Notons que, comme d’habitude, la presse n’en a eu que pour ces messieurs. Il est vrai que Gregory Faille, le vainqueur des 20 km en 1 h 03:34, est impressionnant et que les femmes étaient relativement peu nombreuses (135 femmes sur 344 arrivants aux 6 km, 107 sur 620 aux 10, 31 sur 225 aux 20). Un pas vers la parité médiatique serait néanmoins apprécié. Messieurs les journalistes...

mercredi 15 juin 2011

Marathon du Luxembourg 2011


Marathon, prise deux (11 juin 2011)


Voilà, c’est fait, hop, hop, hop, on n’en parle plus, on pense au prochain. Parce que meilleur dans le marathon, c’est décidément la préparation, la cour qu’on se fait, les coquetteries qu’on s’adresse et les roulements de mécanique. La veille et dans les heures qui précèdent, il y a l’attente, l’angoisse, la catatonie, une immense fatigue, je ne veux plus y aller, pourquoi je me mets dans des états pareils, franchement, je vous demande un peu. Et puis on le fait et puis c’est fini, en quelques heures la course est consommée. Comme la médaille, l’épreuve prendra la poussière, même les enfants ne voudront pas de son souvenir. 

vendredi 10 juin 2011

Si ça s'appelle mélancolie

C’est demain.

Je pensais que le stress ne m’atteindrait pas et que bon, ok, ça fait un tas de kilomètres à aligner, mais bon, c’est pour le plaisir tout ça. Et ça m’a fait plaisir de m’entraîner, de me préparer, de parcourir tout le chemin qui mène jusque là. Je pensais donc rester détendue et sereine jusque dans le quart d’heure qui précède le coup de feu.

Finalement, j’ai le ventre tout tordu et un stress mélancolique qui me caresse les cheveux.

C’est peut-être une déprime ante-partum. Voilà, c’est fini ou c’est tout comme.

C’est peut-être une stratégie de l’inconscient qui nous met en état de veille, qui veut nous concentrer le mental sur la course. Je suis dans ma bulle de spleen, je ne veux rien savoir de ce qui m’entoure. Allez-vous-en, embrouillants parasites.

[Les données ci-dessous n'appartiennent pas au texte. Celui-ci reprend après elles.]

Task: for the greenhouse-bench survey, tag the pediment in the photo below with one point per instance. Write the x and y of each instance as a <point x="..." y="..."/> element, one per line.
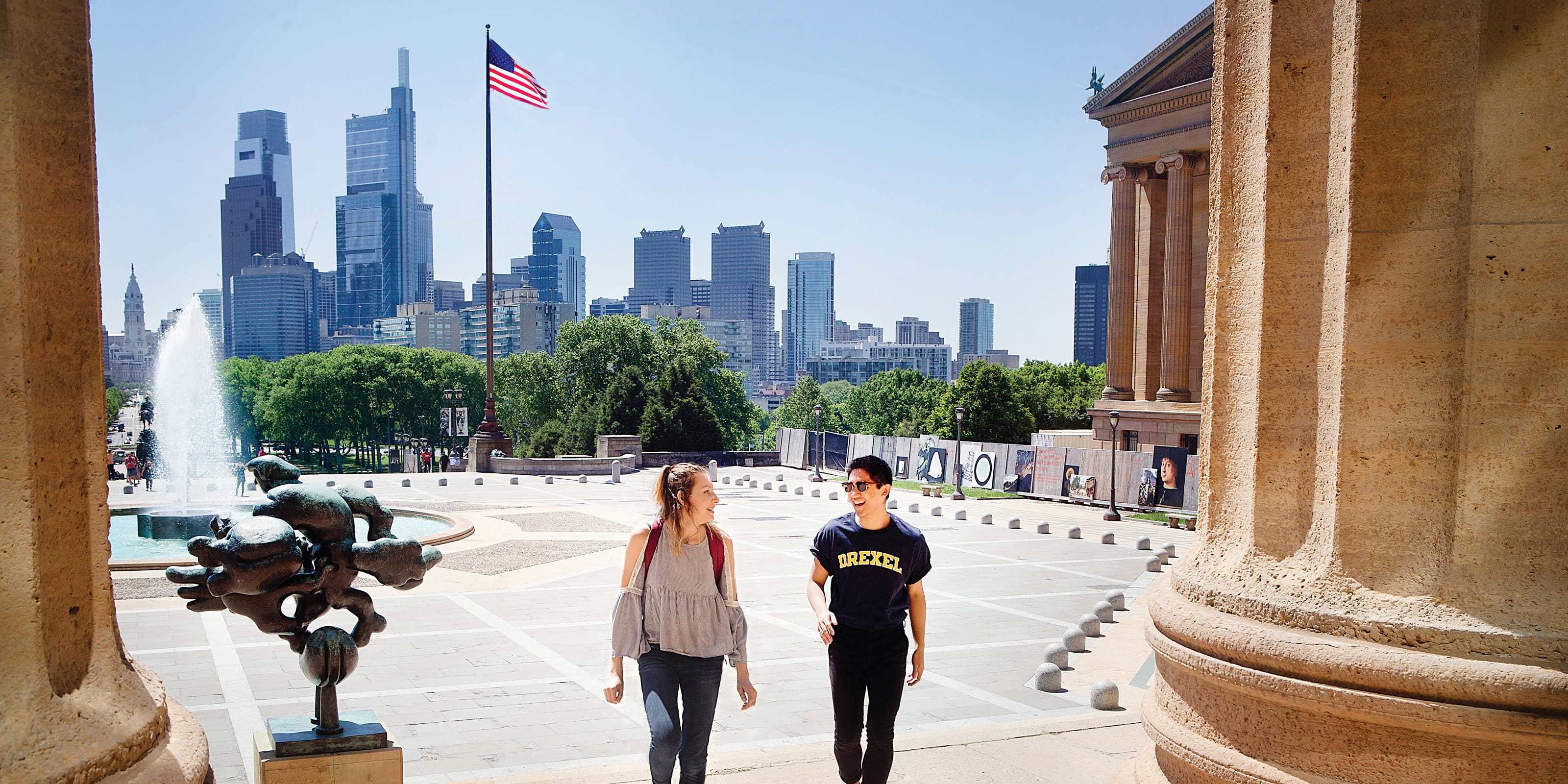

C’est peut-être parce que Chéri a oublié que demain était un jour spécial pour moi. D’accord, il est à 6 000 kilomètres et il a la tête saturée de plein de choses importantissimes, mais, quand même, ça me rend un peu triste.

C’est peut-être parce que mon père devait être là demain. Parce que c’est lui qui m’avait parlé de ce marathon qui pouvait rentrer dans mon agenda et m’éviter de refaire celui de Montréal. Parce qu’il est décédé 6 jours plus tard, deux jours après que j’ai pris mon inscription. Parce que j’ai décidé de le courir malgré tout. Parce qu’il était content que je coure. Parce que ça lui aurait fait plaisir que je coure malgré tout, je le sais. Parce que je veux qu’il soit fier de moi. Parce que je serai à Luxembourg avec ma maman et sans mon papa. Parce qu’il nous manque.

Ça doit être pour ça que j’ai le ventre tout tordu et un stress mélancolique qui me caresse les cheveux. C’est sûrement pour ça.

Mais demain sera une fête. Le spleen se sera dissipé. J’aurai du bonheur à courir. Et puis de la souffrance. Et je ferai de belles rencontres. Avec mon père, qui sait ? Alors il me rabrouera avec de grands gestes bourrus et des soupirs exaspérés, et que je suis bien gnangnan, et que ce n’est pas parce qu’il est mort qu’il faut en faire tout un plat.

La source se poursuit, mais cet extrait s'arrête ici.